I hit a display bug on one of my plugins this morning.
Felt sure about the fix.
Told the Sonnet worker to swap the logic to kCFNull and push it.
Walked away.
Worker came back and said no.
Flagged that my fix was a regression against working Phase 2 code.
Reverted it.
Added diagnostics.
Proved the original empty-dict approach was right all along.
I was the junior in that exchange. The advisor had the wrong mental model.
The worker was closer to the code and called it.
Three things this only works if you have in place:
- The worker can disagree. If the system prompt says "execute what the advisor says," the worker agrees and ships the regression. My workers are briefed to push back when the instruction conflicts with what the code is actually doing.
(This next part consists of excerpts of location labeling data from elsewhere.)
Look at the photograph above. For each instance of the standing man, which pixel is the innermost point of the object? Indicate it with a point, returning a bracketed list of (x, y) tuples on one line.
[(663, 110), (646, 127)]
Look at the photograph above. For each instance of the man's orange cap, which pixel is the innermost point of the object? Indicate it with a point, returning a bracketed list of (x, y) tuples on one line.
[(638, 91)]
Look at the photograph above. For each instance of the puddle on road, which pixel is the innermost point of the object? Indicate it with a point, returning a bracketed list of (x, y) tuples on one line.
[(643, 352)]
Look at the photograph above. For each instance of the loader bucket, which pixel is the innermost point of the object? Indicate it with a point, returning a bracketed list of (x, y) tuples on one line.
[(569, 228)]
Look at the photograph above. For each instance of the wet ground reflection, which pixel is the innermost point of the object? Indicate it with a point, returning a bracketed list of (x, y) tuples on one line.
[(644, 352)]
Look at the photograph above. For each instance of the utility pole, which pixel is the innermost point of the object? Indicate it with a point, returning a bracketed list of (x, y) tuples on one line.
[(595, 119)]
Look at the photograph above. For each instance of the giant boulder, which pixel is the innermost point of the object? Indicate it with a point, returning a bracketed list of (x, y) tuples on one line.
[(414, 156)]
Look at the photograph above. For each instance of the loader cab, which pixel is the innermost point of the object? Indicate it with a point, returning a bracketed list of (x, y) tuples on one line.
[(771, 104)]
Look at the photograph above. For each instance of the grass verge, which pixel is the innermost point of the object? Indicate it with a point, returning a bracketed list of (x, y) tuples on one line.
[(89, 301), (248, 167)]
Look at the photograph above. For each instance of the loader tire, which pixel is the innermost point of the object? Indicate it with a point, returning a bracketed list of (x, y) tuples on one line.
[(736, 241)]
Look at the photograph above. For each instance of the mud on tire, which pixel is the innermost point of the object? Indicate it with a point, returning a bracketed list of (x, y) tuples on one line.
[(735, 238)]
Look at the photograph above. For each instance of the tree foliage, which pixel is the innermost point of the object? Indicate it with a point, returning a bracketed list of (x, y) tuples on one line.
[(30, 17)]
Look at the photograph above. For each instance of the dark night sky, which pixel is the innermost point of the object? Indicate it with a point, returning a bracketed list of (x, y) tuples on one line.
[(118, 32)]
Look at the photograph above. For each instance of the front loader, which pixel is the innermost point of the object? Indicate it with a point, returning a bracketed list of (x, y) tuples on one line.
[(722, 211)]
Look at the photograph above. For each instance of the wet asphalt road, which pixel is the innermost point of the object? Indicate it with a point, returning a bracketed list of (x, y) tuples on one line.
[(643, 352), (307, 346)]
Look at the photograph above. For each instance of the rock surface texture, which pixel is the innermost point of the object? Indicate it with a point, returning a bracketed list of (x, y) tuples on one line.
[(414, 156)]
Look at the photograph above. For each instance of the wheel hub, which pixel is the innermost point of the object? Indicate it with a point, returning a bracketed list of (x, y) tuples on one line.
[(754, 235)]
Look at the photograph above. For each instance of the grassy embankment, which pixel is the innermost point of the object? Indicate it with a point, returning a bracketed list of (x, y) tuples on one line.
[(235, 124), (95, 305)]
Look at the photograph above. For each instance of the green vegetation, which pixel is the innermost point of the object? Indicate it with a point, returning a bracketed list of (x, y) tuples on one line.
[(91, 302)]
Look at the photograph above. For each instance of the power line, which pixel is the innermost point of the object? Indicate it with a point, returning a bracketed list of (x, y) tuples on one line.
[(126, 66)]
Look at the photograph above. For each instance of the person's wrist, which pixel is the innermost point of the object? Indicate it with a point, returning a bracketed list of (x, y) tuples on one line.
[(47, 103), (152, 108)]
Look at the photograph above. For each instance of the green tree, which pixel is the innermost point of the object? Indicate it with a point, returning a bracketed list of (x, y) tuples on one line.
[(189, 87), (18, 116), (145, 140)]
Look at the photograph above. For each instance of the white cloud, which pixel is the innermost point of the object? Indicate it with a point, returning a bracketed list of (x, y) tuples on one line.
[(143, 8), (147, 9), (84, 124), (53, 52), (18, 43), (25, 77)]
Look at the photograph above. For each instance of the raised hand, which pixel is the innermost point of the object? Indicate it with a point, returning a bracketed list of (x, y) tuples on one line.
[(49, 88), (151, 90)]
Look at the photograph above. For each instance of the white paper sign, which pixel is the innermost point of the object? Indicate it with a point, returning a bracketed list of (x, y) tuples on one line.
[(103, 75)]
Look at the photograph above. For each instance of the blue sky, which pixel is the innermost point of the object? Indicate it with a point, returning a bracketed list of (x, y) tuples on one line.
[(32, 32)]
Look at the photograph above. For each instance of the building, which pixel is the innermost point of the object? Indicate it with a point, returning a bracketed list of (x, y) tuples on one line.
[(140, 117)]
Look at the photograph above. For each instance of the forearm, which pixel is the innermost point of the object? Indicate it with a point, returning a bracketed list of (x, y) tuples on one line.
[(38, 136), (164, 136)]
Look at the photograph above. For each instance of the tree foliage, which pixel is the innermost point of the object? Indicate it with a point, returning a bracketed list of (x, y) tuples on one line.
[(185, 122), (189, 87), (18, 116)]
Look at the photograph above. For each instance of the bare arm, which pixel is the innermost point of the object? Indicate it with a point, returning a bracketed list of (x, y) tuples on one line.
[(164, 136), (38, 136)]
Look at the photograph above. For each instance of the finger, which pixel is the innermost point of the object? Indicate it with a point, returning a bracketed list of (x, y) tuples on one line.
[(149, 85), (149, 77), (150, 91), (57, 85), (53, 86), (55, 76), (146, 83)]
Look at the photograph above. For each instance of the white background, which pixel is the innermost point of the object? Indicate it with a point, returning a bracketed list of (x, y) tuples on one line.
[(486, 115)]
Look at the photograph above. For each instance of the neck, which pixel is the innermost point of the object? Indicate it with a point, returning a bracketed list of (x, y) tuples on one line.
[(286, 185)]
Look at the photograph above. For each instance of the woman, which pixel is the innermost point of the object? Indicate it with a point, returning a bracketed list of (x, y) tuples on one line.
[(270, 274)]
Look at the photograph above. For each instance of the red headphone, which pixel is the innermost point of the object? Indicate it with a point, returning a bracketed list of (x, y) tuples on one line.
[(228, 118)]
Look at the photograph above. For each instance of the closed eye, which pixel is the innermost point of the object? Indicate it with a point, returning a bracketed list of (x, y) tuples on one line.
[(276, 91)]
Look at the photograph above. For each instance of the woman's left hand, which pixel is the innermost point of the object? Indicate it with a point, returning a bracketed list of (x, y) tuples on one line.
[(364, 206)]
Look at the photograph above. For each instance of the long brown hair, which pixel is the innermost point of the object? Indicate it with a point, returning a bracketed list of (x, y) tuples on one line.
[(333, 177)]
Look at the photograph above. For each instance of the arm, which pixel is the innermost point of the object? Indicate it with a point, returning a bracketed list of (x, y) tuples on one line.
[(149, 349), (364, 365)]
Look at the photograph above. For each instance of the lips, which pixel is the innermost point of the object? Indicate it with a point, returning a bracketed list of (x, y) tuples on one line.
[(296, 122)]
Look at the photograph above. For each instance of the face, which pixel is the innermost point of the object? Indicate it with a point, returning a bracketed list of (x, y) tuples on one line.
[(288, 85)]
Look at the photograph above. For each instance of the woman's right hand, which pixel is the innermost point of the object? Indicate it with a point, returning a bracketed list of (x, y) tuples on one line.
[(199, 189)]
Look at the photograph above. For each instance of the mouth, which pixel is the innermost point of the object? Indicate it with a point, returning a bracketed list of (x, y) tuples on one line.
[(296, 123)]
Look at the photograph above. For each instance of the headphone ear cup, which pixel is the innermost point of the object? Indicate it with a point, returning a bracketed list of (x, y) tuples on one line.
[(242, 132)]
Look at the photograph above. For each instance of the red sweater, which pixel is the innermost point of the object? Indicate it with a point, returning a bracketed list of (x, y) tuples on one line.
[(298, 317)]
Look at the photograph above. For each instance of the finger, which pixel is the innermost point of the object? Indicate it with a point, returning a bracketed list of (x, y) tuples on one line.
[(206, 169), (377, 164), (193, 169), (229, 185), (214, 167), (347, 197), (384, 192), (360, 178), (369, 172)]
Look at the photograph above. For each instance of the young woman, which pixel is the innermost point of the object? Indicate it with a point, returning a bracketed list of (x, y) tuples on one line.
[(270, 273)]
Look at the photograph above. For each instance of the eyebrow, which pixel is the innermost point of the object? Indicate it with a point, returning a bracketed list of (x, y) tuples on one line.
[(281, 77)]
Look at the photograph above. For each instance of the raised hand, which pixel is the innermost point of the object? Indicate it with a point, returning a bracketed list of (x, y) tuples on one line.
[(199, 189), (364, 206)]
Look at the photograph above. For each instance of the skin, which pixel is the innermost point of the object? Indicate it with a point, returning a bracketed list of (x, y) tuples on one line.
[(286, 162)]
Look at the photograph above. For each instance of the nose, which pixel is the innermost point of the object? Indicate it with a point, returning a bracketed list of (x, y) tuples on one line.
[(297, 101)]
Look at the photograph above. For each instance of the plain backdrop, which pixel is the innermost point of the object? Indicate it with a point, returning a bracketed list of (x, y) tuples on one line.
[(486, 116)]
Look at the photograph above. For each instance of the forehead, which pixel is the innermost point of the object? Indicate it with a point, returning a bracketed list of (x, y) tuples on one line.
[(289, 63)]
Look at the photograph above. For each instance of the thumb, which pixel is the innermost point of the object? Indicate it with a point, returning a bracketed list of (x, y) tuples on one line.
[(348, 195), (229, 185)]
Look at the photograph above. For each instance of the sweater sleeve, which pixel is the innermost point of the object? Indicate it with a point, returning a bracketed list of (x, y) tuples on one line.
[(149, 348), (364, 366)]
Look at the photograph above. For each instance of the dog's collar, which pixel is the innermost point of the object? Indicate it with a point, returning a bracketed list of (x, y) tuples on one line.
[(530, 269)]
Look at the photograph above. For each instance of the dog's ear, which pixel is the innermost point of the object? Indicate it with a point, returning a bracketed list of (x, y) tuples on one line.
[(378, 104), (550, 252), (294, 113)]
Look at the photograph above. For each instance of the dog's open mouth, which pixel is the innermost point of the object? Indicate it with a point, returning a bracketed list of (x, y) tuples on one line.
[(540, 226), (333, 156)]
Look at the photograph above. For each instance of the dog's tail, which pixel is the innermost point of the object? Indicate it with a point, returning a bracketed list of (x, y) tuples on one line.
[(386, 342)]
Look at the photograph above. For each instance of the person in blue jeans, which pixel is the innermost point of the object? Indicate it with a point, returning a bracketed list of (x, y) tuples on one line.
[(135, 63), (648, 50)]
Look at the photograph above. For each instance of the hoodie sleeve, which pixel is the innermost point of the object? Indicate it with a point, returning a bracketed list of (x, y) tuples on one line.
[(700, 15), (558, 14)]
- The worker can revert. Full commit access, not suggestion-only. It rolled back my change, added diagnostics, and proved the case with evidence before I saw any of it.
- The advisor can hear it. I had to clock the pushback as a feature, not an annoyance. First instinct was frustration. Second instinct was "oh, I was wrong." The gap between those two instincts is where most people break their own system.
This is the hands-in-the-shadows setup I've been building for months.
Opus in the advisor seat making judgment calls. Sonnet and Haiku workers executing in the background, with tools and permissions. Today was the first time a worker straight up told me I was wrong and had receipts.
If your AI always agrees with you, it's not a worker. It's a mirror.
The willingness of the system to correct its own operator is the part most people don't build in.